Postcards from Procida and Malta

, by Lea Fontaine, Translated by Lorène Weber, Valter Cassar

All the versions of this article: [English] [français]

Postcards from Procida and Malta

This summer, you can read our French sister edition Le Taurillon’s summer print version edited for JEF-France’s Europe En Vacances project. It’s an occasion to get readers to travel around with the help of postcards. Today’s postcards come from Procida and Malta!

Procida, sun and fries

Finding the right words to describe the grace and peace of this island is difficult. More modest than its sisters Capri and Ischia, more intimate, but still (or maybe precisely because of that) breathtakingly beautiful, Procida seems like emerging out of a dream, both clear and surreal.

One of those places that brings one plenitude and peacefulness at each breath. Maybe because, over there, one almost feels like Pablo Neruda, looking for some peace, in Il Postino (The Postman) of Massimo Troisi [1]. One can really feel like a postman, willing to explore the island, feeling like home like him. Or one can feel a little like Arturo, under the burning sun, on the traces of Elsa Morante [2], who had the words, even though finding them is difficult, to describe the charm and quietness of this island:

“But no, even in the summer, on the contrary, she would have come back, inevitably. One cannot kill it, it is an invulnerable dragon which always comes alive again, with her wonderful childhood. And this terrible jealousy filled me with the bitterness to think of the island impassioned by the summer, but without me!” (Arturo’s Island) [3]

Lea Fontaine

The vibrant Maltese “festas”

One thing that surprises the travellers arriving in Malta is the fact that such a small country is composed of more than a hundred towns. Connected with ancient Catholic traditions, each town has its own patron saint with his annual festa, generally celebrated during the summer. Today, village festas go along with Maltese fireworks, emblematic of different villages, that can be heard and seen everywhere on summer days.

In many Maltese towns, one patron saint is often not enough… What makes village festas even more enthralling is the rivalry that exists between the local clubs that display their own fireworks, decorations, flags, and above all supporters in groups wearing uniforms, and singing their hymns. Villages like Hamrun and Barabbar are well-known for having perfected this art, and anyone looking for an abundance of Mediterranean colours, songs and beers, looking like energy will never be lacking, would be delighted to lose themselves in their festivities.

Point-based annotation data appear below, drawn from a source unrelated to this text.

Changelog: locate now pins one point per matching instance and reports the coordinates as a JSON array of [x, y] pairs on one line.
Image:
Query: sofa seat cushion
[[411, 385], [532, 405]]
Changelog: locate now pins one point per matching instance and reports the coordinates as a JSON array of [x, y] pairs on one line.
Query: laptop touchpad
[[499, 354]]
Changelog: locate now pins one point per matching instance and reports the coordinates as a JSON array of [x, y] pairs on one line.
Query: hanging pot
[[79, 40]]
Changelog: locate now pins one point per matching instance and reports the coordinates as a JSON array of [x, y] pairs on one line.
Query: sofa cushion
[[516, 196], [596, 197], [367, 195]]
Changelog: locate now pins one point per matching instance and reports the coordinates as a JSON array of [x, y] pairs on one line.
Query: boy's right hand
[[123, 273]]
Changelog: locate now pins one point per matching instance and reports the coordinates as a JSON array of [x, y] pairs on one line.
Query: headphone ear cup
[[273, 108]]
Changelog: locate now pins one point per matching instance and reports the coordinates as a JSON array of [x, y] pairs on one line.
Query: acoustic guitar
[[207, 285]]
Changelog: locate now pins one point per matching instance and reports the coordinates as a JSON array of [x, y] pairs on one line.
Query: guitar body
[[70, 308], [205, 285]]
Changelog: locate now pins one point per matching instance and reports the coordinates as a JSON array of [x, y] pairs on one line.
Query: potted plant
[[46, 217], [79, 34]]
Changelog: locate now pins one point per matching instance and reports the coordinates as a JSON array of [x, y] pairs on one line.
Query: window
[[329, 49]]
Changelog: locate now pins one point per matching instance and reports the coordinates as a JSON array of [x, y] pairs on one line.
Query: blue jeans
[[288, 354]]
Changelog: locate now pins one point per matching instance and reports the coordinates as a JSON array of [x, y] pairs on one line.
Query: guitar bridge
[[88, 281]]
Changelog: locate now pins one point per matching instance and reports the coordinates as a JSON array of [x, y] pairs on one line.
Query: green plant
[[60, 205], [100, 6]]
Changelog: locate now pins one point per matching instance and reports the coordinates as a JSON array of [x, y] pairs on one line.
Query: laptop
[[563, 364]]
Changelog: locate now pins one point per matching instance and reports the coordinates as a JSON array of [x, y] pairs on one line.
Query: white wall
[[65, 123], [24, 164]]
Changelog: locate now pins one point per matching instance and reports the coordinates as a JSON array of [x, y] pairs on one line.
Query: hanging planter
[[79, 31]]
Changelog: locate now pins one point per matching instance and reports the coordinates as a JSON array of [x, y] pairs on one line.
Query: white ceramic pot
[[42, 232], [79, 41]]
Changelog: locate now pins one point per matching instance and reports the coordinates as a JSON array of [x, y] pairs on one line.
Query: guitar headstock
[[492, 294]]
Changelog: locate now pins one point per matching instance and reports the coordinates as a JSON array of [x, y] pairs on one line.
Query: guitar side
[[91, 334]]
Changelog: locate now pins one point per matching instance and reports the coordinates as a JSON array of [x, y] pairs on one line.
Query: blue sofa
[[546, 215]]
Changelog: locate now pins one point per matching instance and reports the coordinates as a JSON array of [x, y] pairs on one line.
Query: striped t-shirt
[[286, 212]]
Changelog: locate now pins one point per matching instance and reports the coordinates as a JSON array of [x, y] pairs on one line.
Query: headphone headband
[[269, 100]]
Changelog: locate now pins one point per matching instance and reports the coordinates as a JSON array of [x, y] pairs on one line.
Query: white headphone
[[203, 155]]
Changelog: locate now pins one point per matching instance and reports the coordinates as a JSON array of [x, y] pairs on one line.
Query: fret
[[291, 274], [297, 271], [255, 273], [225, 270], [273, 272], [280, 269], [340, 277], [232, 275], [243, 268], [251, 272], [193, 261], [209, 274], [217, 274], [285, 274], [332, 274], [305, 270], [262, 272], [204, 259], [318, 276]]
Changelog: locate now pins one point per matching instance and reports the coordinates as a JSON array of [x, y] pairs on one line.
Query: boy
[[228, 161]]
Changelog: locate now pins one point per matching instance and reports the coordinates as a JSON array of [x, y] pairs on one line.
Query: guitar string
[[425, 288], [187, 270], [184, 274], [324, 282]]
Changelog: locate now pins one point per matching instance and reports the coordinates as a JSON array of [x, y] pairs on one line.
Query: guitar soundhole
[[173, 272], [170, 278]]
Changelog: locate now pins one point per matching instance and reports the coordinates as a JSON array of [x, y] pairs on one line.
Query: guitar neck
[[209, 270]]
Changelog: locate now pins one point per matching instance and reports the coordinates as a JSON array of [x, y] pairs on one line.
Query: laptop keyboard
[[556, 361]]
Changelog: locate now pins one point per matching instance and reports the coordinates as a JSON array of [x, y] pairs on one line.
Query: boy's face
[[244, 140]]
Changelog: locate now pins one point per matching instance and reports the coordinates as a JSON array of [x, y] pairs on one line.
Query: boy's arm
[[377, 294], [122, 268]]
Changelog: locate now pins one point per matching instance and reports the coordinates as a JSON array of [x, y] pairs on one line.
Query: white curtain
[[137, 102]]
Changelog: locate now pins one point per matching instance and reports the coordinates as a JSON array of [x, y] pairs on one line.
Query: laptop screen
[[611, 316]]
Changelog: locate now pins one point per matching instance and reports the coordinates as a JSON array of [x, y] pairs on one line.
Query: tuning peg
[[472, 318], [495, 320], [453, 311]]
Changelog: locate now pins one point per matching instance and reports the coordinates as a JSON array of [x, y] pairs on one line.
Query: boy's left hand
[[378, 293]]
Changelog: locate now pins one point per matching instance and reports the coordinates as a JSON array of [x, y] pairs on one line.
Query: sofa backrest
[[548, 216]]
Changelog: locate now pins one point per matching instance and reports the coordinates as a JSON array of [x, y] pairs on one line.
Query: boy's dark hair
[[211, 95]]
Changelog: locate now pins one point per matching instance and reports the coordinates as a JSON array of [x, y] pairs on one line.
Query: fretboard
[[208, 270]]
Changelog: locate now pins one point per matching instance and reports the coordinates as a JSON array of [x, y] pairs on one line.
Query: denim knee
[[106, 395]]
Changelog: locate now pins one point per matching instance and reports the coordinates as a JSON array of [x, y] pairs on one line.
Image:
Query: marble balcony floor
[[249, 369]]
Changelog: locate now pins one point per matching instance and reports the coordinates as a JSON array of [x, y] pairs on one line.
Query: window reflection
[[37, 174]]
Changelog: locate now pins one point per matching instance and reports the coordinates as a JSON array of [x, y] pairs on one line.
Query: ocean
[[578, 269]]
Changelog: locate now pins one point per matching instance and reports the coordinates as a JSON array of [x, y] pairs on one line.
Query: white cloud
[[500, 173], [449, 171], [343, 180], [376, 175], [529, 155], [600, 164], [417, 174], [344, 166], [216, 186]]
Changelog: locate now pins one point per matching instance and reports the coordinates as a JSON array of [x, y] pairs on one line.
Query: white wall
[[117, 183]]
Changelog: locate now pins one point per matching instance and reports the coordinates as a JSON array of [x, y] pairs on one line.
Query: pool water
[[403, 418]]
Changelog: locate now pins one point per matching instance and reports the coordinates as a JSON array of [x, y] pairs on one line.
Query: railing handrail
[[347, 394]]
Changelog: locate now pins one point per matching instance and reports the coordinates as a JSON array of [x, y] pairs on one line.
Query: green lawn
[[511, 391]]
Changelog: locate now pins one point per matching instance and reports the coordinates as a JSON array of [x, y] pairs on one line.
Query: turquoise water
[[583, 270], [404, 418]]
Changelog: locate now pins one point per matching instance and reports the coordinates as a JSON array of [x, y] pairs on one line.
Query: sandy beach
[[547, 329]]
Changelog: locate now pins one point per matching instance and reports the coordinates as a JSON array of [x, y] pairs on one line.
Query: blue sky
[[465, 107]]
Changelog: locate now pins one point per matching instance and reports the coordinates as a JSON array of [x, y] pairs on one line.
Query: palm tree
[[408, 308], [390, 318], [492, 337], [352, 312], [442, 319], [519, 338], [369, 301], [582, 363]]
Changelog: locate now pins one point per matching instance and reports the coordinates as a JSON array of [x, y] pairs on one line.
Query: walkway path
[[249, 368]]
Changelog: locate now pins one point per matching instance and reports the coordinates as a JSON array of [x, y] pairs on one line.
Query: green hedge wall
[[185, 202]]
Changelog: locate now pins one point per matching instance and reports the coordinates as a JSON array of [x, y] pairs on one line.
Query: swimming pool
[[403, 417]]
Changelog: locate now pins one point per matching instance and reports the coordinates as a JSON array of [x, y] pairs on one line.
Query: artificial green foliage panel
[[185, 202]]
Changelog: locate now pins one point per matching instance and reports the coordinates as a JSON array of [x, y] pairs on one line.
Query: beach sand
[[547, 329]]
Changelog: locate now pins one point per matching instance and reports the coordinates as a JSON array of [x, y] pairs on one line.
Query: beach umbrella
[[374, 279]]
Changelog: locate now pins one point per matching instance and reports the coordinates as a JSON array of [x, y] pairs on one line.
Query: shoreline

It is not surprising that the enthusiasts spend the whole year to get prepared for their local annual festa, because these celebrations create the most joyful, vibrant and authentic popular atmosphere that one can hope for.

Valter Cassar

Keywords
Footnotes

[1Il Postino is a 1994 Italian film directed by Massimo Troisi, telling the fictional story of the relationship between the Chilean poet Pablo Neruda and a postman who learns to love poetry

[2Translator’s note: Elsa Morante was an Italian novellist, author of the novel L’isola di Arturo (Arturo’s Island) and La storia (History)

[3Translator’s note: this quote is directly translated from the French extract, and is not the published translation of L’isola di Arturo.